Every day for the last 47 years, Charlie DeLeo sails across New York Harbor to serve as caretaker for Lady Liberty.
His says his devotion inspired not by a job, but by the love of his life.
“Lady Liberty is the inspiration,” he says. “I never get tired of looking at Lady Liberty…It's kind of sacred for anybody who's seen war and the price you've got to pay for freedom.”
As the oldest and longest serving volunteer caretaker of the Statue of Liberty and its grounds, DeLeo is known throughout the world as "The Keeper of The Flame."
He affectionately calls the symbol of independence "The Lady,” and considers her upkeep his mission of honor.
DeLeo's love affair with the Statue of Liberty began in 1957. He was a fourth-grader at P.S. 42 in Lower Manhattan when he first visited Liberty Island on a class trip.
“Next to my mom, the most beautiful lady in the world. But only next to my mom,” he says. “I think her enormity, the colossal size, you know, really inspired me and a woman holding up a torch and flame in her right arm and a tablet in her left arm, July 1776 and I just wanted to care for "The Lady."

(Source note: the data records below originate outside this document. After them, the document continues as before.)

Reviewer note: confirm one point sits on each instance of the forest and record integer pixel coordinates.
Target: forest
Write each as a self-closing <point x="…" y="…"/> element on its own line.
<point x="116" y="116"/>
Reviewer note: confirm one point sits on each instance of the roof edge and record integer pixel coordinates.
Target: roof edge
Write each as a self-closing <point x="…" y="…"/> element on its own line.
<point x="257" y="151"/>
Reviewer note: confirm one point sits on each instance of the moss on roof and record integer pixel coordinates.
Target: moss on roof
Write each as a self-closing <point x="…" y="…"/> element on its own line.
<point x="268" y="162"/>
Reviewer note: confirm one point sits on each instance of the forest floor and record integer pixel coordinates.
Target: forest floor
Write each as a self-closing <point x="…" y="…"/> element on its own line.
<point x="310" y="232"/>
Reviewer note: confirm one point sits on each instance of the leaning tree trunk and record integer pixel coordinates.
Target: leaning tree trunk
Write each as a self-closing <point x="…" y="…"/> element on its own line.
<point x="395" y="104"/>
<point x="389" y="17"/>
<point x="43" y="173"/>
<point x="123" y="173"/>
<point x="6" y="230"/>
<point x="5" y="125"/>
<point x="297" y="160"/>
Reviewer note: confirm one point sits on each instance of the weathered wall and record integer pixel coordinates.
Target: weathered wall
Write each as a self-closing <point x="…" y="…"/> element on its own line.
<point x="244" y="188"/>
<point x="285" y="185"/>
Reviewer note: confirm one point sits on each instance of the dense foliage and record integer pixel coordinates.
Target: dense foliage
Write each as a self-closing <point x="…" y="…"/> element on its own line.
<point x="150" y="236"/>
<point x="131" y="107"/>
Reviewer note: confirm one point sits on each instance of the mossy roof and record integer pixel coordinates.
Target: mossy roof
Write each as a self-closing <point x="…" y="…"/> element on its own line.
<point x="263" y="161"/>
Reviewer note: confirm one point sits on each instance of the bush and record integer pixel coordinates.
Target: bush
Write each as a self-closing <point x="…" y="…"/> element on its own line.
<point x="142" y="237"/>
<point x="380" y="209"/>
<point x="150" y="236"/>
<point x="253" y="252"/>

After serving in the Vietnam War and earning a Purple Heart for a shrapnel wound, the first thing DeLeo did when he came back to the United States was visit "The Lady” in 1968.
The National Park Service hired DeLeo as a maintenance worker in 1972. With nerves of steel, DeLeo scaled Lady Liberty's 151-foot iron skeleton to clean debris and change the floodlights that illuminate the 24-carat gold leaf flame.
He memorized every crevice and every curve of the 31-ton copper monument from head to toe.
“There's a 42-foot ladder inside the right arm so you've got to climb a ladder to get to the top and then there's a door that takes you to the outside,” he says.
The torch has been closed to visitors since 1916, but DeLeo had the key. His duties also included washing the crown's 25 windows and seven spikes and changing the hundreds of bulbs that light up the statue.
After 27 years as the Keeper of the Flame, DeLeo retired from the job in 1999. His retirement lasted only two months because he couldn't get Lady Liberty out of his mind.
“I kind of missed ‘The Lady’ and I called up one of the deputy superintendents, Frank Miller, and said can I come back as a volunteer. He said sure, we'd love to have you back,” he says.

DeLeo's been back at his labor of love ever since.
His payback is a remarkable legacy: 27 years of employment, 22 years as a volunteer, 750 lightbulbs changed and 2,500 trips to the torch.